The French parliament has lost a controversial bill that would have barred the right to film police officers in action, the speaker of parliament and leader of President Emmanuel Macron’s ruling party announced on Monday.
“The bill will be completely rewritten and a new version will be presented,” Christophe Castaner, head of Macron’s LREM (La République en marche) party, told a news conference.
The draft bill had sparked protests across the country called for press freedom advocates and civil rights. Tens of thousands of people marched in Paris on Saturday, urging the government to abandon the measure, including the families and friends of people killed by police.
Critics feared that the proposed law would deprive journalists and others of a powerful weapon against police crime – including videos of police action – and threaten efforts to document cases of police brutality, especially in immigrant neighborhoods.

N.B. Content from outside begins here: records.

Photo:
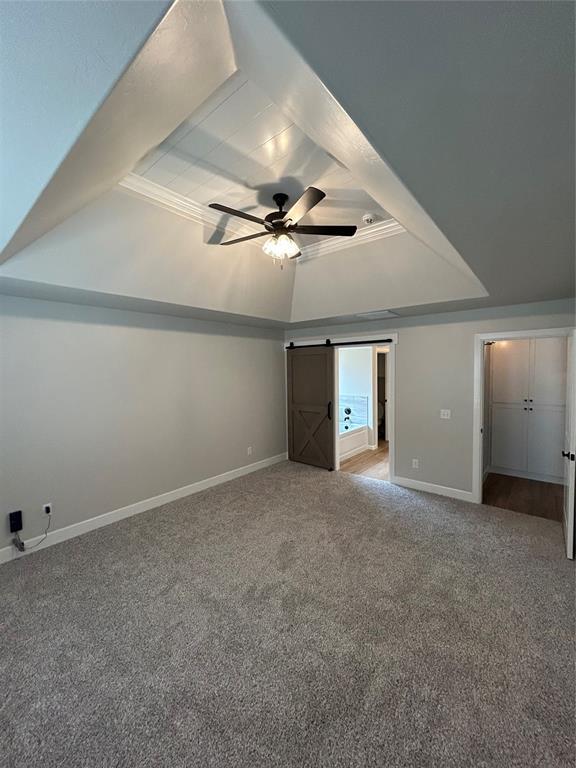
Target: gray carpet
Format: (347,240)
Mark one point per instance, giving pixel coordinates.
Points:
(293,618)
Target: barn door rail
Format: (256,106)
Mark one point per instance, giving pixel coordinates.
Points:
(329,343)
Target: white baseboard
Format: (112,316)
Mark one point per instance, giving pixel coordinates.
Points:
(77,529)
(441,490)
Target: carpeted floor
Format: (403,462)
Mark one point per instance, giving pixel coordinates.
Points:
(293,618)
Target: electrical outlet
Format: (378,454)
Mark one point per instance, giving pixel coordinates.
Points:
(15,521)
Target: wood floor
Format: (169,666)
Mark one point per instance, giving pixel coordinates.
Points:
(369,463)
(528,496)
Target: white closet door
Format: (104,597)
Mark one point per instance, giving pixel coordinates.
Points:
(548,372)
(510,371)
(509,425)
(545,442)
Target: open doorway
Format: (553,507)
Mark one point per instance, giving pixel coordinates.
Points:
(524,461)
(363,442)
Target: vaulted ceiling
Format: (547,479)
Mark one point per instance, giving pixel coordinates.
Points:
(441,137)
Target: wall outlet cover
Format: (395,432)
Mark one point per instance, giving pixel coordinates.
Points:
(15,519)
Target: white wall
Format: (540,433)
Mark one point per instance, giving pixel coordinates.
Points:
(102,408)
(355,371)
(434,370)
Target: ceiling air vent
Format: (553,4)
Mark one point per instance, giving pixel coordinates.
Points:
(378,315)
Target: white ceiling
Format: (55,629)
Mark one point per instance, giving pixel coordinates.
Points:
(455,130)
(239,149)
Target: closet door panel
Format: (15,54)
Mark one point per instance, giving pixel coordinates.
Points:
(545,441)
(509,437)
(510,371)
(548,375)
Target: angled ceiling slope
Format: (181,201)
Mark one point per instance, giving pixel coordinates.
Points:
(156,95)
(472,105)
(58,62)
(187,56)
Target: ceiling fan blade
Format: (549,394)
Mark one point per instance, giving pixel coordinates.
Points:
(243,239)
(309,198)
(234,212)
(324,230)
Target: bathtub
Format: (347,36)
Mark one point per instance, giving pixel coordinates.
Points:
(354,441)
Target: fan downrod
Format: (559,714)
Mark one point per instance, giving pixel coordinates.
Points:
(280,199)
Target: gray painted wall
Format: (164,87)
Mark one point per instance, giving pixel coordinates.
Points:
(101,408)
(434,370)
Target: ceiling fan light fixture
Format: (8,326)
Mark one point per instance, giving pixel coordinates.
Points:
(280,247)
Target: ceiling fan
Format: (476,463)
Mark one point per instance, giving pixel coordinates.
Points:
(280,225)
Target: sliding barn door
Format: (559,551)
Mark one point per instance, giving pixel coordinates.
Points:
(311,406)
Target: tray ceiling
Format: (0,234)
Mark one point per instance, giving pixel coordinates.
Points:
(239,149)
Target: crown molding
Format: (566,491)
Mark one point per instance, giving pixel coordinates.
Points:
(202,214)
(365,235)
(183,206)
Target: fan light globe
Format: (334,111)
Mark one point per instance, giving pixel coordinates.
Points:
(280,247)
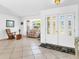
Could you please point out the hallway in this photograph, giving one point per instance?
(28, 48)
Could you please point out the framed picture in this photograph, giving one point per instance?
(9, 23)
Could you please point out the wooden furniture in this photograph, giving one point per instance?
(18, 36)
(10, 34)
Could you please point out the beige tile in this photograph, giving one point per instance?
(15, 57)
(28, 57)
(4, 56)
(16, 54)
(37, 51)
(27, 53)
(40, 56)
(51, 56)
(34, 47)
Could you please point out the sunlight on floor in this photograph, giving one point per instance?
(28, 48)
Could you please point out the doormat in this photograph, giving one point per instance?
(59, 48)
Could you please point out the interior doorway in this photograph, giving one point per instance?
(33, 28)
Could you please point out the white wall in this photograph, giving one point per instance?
(3, 18)
(24, 20)
(54, 11)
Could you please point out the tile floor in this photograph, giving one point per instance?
(28, 48)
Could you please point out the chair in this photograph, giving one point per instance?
(10, 34)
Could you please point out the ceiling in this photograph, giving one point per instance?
(30, 7)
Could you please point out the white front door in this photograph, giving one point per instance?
(51, 33)
(70, 30)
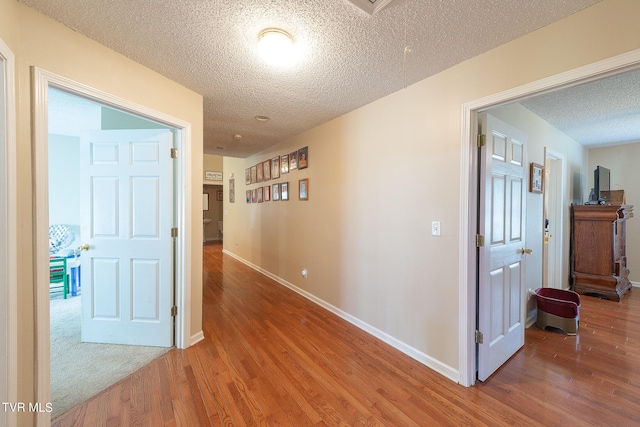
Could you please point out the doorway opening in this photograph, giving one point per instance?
(97, 364)
(43, 81)
(469, 182)
(553, 215)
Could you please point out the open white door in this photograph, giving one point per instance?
(126, 221)
(502, 222)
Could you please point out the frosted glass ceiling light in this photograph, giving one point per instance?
(275, 46)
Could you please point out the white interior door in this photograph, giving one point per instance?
(502, 222)
(126, 221)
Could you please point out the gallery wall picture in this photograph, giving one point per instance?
(303, 189)
(275, 167)
(303, 158)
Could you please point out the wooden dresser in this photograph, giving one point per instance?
(598, 255)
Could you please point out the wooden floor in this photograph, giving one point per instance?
(271, 357)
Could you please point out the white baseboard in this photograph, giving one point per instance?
(196, 338)
(442, 368)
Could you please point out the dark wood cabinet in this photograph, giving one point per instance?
(598, 253)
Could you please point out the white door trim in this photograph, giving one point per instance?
(9, 277)
(469, 182)
(559, 201)
(41, 81)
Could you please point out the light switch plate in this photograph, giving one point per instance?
(435, 228)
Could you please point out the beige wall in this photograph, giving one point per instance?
(38, 41)
(379, 175)
(622, 160)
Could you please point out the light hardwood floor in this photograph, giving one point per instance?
(271, 357)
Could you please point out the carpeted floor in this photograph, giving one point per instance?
(81, 370)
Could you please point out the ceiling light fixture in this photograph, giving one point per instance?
(275, 46)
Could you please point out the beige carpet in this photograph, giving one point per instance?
(82, 370)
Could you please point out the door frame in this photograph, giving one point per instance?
(9, 274)
(469, 181)
(41, 81)
(558, 200)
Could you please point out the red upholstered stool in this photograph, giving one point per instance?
(559, 309)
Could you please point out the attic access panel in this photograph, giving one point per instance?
(370, 6)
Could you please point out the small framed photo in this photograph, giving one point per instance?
(266, 166)
(536, 178)
(275, 167)
(212, 176)
(303, 189)
(259, 173)
(303, 158)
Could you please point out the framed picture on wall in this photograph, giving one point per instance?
(303, 158)
(259, 172)
(266, 166)
(536, 178)
(303, 189)
(275, 167)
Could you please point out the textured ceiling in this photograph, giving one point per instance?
(600, 113)
(347, 58)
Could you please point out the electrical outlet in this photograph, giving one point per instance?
(435, 228)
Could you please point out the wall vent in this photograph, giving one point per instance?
(370, 6)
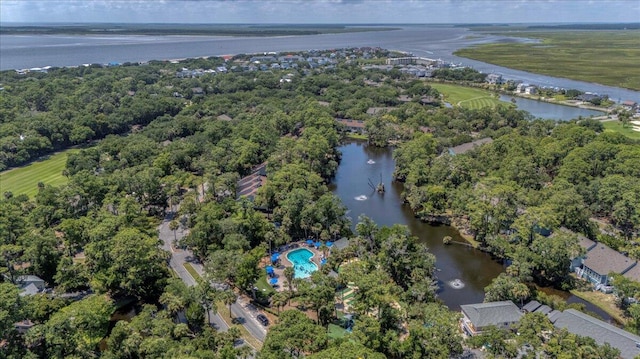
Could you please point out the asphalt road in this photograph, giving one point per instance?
(242, 309)
(178, 258)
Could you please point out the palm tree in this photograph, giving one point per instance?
(174, 225)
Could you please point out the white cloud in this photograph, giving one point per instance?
(319, 11)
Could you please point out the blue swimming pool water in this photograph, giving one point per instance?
(302, 264)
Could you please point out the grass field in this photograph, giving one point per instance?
(467, 97)
(24, 180)
(617, 127)
(604, 57)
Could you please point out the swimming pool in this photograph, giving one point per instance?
(302, 264)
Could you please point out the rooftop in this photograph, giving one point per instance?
(605, 260)
(492, 313)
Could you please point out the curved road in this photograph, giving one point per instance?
(241, 309)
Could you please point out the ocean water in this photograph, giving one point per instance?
(437, 42)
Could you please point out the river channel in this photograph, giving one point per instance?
(474, 269)
(546, 110)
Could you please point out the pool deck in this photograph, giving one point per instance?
(284, 262)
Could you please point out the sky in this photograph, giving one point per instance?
(320, 11)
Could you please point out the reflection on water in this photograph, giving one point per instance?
(546, 110)
(462, 271)
(473, 268)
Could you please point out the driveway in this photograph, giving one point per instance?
(241, 309)
(178, 258)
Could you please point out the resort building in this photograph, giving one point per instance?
(477, 317)
(402, 61)
(495, 79)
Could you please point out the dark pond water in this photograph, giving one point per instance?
(474, 269)
(545, 110)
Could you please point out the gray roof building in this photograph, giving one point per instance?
(476, 317)
(633, 273)
(602, 260)
(531, 306)
(544, 309)
(582, 324)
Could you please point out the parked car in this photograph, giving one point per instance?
(263, 319)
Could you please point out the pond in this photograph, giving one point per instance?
(546, 110)
(462, 271)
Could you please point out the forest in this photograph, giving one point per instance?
(153, 143)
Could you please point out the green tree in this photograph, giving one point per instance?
(76, 330)
(293, 336)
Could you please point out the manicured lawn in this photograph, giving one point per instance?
(617, 127)
(602, 301)
(467, 97)
(604, 57)
(224, 313)
(24, 180)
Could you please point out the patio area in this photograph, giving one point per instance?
(276, 263)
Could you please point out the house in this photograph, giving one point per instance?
(353, 126)
(584, 325)
(531, 306)
(248, 186)
(30, 284)
(379, 110)
(633, 273)
(495, 79)
(466, 147)
(477, 317)
(630, 105)
(25, 280)
(601, 260)
(586, 244)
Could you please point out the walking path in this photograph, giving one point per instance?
(240, 309)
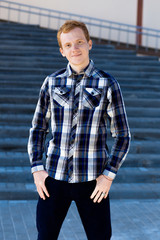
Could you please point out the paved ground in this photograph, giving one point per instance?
(131, 220)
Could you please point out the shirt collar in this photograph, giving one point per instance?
(87, 71)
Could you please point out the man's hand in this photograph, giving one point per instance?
(39, 180)
(102, 188)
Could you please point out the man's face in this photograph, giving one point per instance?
(75, 48)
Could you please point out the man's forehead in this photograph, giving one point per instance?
(76, 33)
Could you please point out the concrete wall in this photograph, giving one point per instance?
(123, 11)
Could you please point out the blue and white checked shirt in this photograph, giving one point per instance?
(100, 99)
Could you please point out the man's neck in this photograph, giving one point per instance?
(79, 69)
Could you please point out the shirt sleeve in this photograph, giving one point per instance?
(39, 129)
(119, 129)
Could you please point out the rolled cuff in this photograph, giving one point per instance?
(109, 174)
(37, 168)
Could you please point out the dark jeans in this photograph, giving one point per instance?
(52, 211)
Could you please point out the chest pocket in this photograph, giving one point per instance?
(61, 96)
(91, 97)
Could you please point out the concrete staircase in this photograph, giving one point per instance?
(27, 55)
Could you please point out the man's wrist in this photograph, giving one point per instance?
(108, 178)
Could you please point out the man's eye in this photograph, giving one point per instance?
(67, 45)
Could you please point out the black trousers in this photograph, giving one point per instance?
(52, 211)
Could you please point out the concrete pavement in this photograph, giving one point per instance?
(131, 220)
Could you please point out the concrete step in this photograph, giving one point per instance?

The importance of documenting police activity was again emphasized last week by the brutal beating of a black man in Paris.
“I was lucky enough to have videos that protected me,” said Michel Zecler, a black music producer who was beaten by at least four police officers. Videos first published on Thursday by the French website Loopsider have been viewed by more than 14 million viewers, resulting in widespread outrage.
Two officers are being held in custody, but two others have been released on bail as the investigation continues.
Hardening of police tactics in France
The proposed “global security” law, as it was called, was in part a response to demands from police unions, which said it would provide better protection for officers. The bill aimed to prevent recognizable images of police officers on social media for fear that they would be retaliated for just doing their jobs.
Abdoulaye Kanté, a black policeman with 20 years of experience in Paris and its suburbs, is a supporter of the proposed law, which also strongly condemns police brutality.
“What people do not understand is that some individuals use videos to put the faces of our colleagues on social media so that they are identified, so that they are threatened or encouraged to hate,” he said.
“The law does not prohibit journalists or citizens from filming police in action … It prohibits the use of these images to do harm, physically or psychologically,” he argued, adding: “Officers’ lives are important.”
A “small fraction of the population feeds anger and hatred” against the police, says Jean-Michel Fauvergue, a former head of elite police forces and an LREM legislator who co-authored the bill, in comments at the National Assembly (lower house). “We have to find a solution.”
Critics noted a harshness of police tactics during protests or when arresting individuals. Hundreds of complaints have been lodged against officers during the Yellow Vest movement for economic justice that erupted in 2018 and saw weekends with violent clashes.
Interior Minister Gérald Darmanin said that out of 3 million police operations a year in France, about 9,500 end up on a government website that condemns abuse – only 0.3 percent.